Aynı gün, başarısız bulunan İngiliz 9. Kolordusu komutanı General Stopford ve iki tabur komutanı, General Hamilton tarafından görevden alınmıştır.

Hemen ardından Seddülbahir Cephesi’ndeki İngiliz 29. Tümeni Anafartalar Cephesi’ne aktarıldı. Mısır’da bulunan 5.000 kişilik bir tümen de aynı cepheye getirildi. Bu şekilde içerden ve dışardan takviye edilen Anafartalar Cephesi’ndeki kuvvetlerle genel bir taarruz planlandı. Müttefik taarruzu, Anafartalar Grup Komutanı Kurmay Albay Mustafa Kemal’in sorumluluk bölgesinde, 12. ve 7. Tümenlerin mevzilerine yönelmiştir.

Bu kuvvetler 21 Ağustos 1915 sabahı İsmailoğlu ve Yusufçuk Tepelerine genel bir taarruza geçtiler. Aynı anda Anzak Kolordusu’na bağlı bir tugay da Bomba Tepe’ye taarruz etmiştir. İsmailoğlu ve Yusufçuk Tepeleri’ne yönelik taarruz aynı gün, kesin bir başarısızlıkla son bulmuştur. Bomba Tepe’deki çatışmalar ise 29 Ağustos tarihine kadar sürmüş tepe, Türk savunmasının elinde kalmıştır.

Bomba Tepe taarruzu, Çanakkale Savaşı’nın, tahliyeye kadar ufak çaplı çatışmalar yaşanmış olsa da, son muharebesidir.

Çanakkale Savaşı (1915-1916)

Çanakkale Savaşı, 1. Dünya Savaşı’nın sonlarına yaklaşırken 1915- 1916 yılları arasında Gelibolu Yarımadasında Osmanlı Devleti ile İtilaf Devletleri arasında yapılan deniz ve kara muharebeleridir.
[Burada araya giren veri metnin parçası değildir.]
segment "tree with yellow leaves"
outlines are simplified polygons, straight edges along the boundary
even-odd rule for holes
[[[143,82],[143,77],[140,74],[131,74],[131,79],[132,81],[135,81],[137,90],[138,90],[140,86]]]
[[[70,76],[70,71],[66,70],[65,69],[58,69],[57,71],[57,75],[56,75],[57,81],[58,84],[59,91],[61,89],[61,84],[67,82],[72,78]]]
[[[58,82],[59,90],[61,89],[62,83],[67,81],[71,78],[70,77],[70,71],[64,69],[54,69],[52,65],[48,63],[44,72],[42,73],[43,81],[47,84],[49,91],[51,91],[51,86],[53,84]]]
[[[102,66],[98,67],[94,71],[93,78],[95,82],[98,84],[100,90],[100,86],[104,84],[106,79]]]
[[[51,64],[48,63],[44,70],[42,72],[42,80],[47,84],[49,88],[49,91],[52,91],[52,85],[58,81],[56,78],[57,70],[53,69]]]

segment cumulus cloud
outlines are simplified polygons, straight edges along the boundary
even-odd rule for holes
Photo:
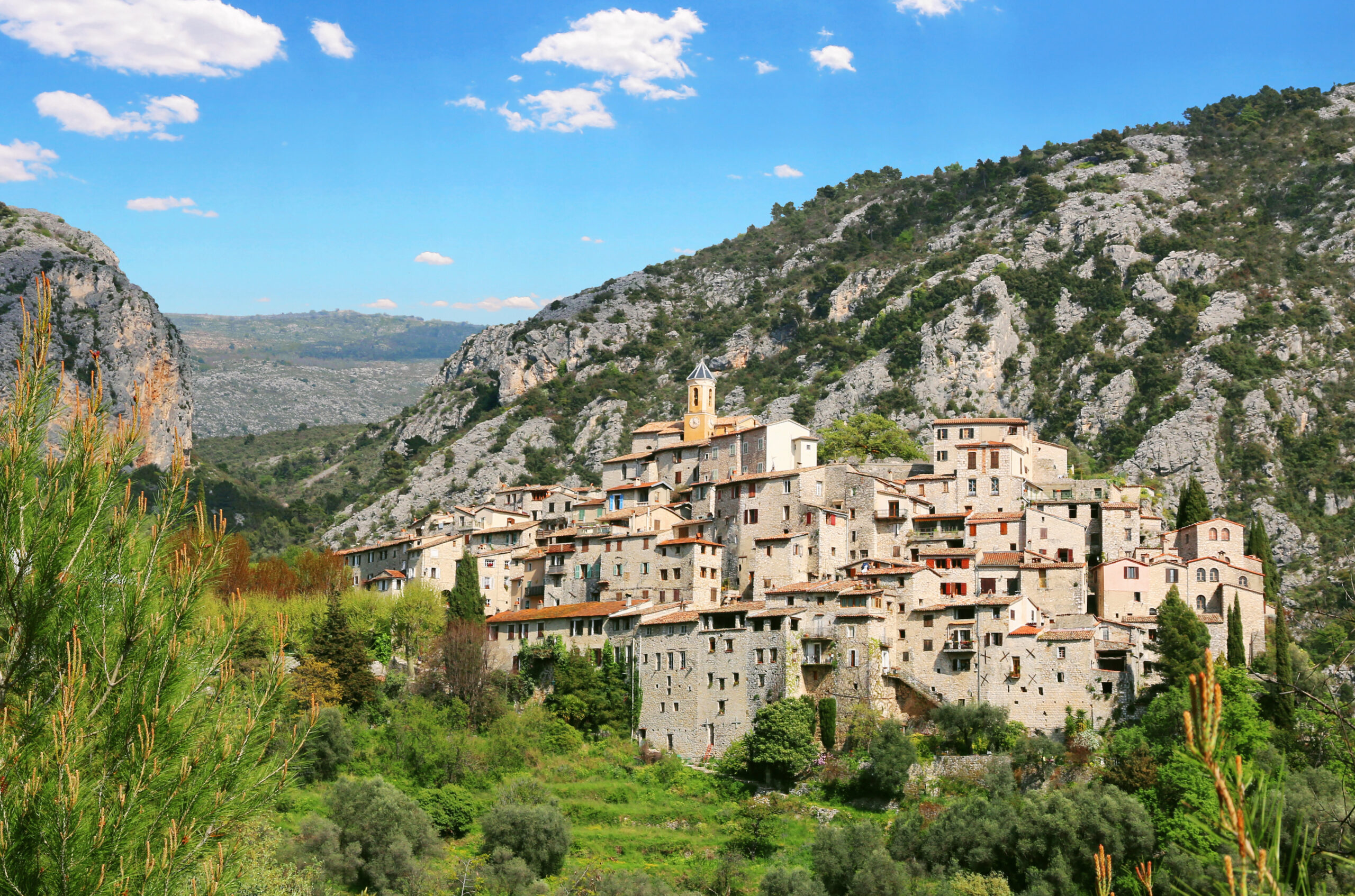
[[[352,45],[348,35],[343,32],[337,22],[310,20],[310,37],[320,45],[320,51],[336,60],[351,60],[358,47]]]
[[[528,107],[531,118],[500,106],[496,111],[508,122],[508,130],[526,131],[543,129],[568,134],[585,127],[615,127],[617,122],[602,103],[602,93],[583,87],[564,91],[542,91],[528,93],[518,100]]]
[[[451,259],[438,252],[420,252],[415,256],[415,261],[419,264],[431,264],[434,267],[442,267],[453,263]]]
[[[894,8],[900,12],[916,12],[917,15],[946,15],[966,3],[969,0],[894,0]]]
[[[15,139],[8,146],[0,143],[0,184],[15,180],[37,180],[38,175],[50,175],[47,162],[57,161],[57,154],[38,143]]]
[[[0,0],[3,3],[4,0]],[[142,112],[114,115],[103,104],[85,93],[47,91],[33,97],[38,115],[54,118],[61,130],[88,137],[127,137],[149,134],[152,139],[179,139],[167,134],[168,125],[191,125],[198,120],[198,104],[187,96],[152,96]]]
[[[141,199],[129,199],[127,208],[133,211],[169,211],[171,208],[188,208],[196,206],[194,200],[184,196],[183,199],[176,199],[173,196],[144,196]]]
[[[220,217],[214,211],[198,208],[198,203],[187,196],[182,199],[176,196],[142,196],[141,199],[129,199],[127,208],[131,211],[169,211],[171,208],[178,208],[186,215],[198,215],[199,218]]]
[[[0,34],[140,74],[218,77],[283,54],[282,28],[221,0],[0,0]]]
[[[3,0],[0,0],[3,1]],[[621,79],[621,89],[646,100],[682,100],[696,96],[684,84],[676,89],[654,79],[692,77],[682,61],[687,39],[706,30],[691,9],[673,9],[663,18],[635,9],[602,9],[569,23],[569,31],[542,38],[523,54],[526,62],[564,62]]]
[[[436,303],[435,303],[436,305]],[[489,296],[488,299],[481,299],[480,302],[453,302],[451,307],[459,309],[462,311],[503,311],[507,309],[524,309],[527,311],[535,311],[537,303],[526,295],[509,295],[507,299],[497,299]]]
[[[851,66],[852,51],[844,46],[829,43],[820,50],[810,50],[809,58],[818,64],[818,68],[829,72],[855,72]]]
Çanakkale savaşı, Birinci Dünya Savaşı içindeki, tarihin en kanlı bölümü olarak bilinir. Türk’ün sayısız zafer, şan ve şerefle dolu tarihinin en parlak sayfasıdır. 1. Dünya Savaşı’ndan kısa bir süre önce, 1911-1912 yıllarında Osmanlı Devleti son Afrika topraklarını İtalya’ya kaptırmış, 1912-1913 Balkan hezimeti ise, Rumeli’deki son Türk hakimiyetini silip süpürmüştür. Bulgar ordularının İstanbul kapılarını zorlaması, 500 yıldır Türk olan Rumeli’nin kaybı, İstanbul ve Boğazların güvenliğinin tehlikeye girmesi, o zamanın devlet adamlarında siyasi yalnızlığımızın doğal bir sonucu olarak değerlendirilmiştir.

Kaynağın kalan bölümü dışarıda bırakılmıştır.